Are there any readers out there who are familiar with Beta Phi Mu? If so, what are the real-world benefits of the organization?

Thank you ...

May 15, 2005

Return of the Bride of the Son of the Revenge of ...

I'm back!

It took a while to futz around with the postgres and the directories and the importing ... but it worked! And there's still stylesheet stuff to work out.

So, what'd I miss?

May 04, 2005

Guilty pleasures

It's been 3 months out of academia for me. What do I miss from the Farm?

  • Definitely the people (and I haven't visited enough)
  • The collections
  • The lectures, fora and other programs
  • The easier commute (even outside of rush hour, my commute is 3X what it used to be [ 20 minutes, fastest time vs. 1 hr., fastest time])
  • Being on a college campus, even one without a pool hall or a pinball machine
  • The campus bookstore
  • Being able to see Rodins on my lunch hour

But I knew I would miss that stuff. What I did not expect to miss: OCLC's WorldCat.

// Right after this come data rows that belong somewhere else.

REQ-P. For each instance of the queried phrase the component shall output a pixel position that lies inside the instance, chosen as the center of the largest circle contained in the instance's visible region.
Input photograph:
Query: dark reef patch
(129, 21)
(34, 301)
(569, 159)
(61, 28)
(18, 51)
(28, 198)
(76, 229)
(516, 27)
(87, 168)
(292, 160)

Yes, I know there's millions of WorldCat records on Google and Yahoo, but it's not quite the same as getting it through FirstSearch. And, curmudgeon that I am, it's not like I didn't have issues with FirstSearch ... but it was very easy and rather streamlined and you could hop from record to record to record ... in a snap.

Yeah, I kinda miss Eureka, too, but from a GovDocs angle, I had more baggage with RLIN than OCLC (try searching for annual report as a Title word search via Z39.50 in RLG if you want to see why I have baggage).

You know, it's the little things ...

May 02, 2005

Bouncy Bouncy

I've been told by highly placed sources that the Linux machine that is the lair for this weblog (as well as the web server for my lair overall) is on its last legs. A replacement is in the works but probably won't be up until next weekend, minimum. I apologize in advance for the bouncy-bouncy treatment and lack of new posts and I ask for your patience.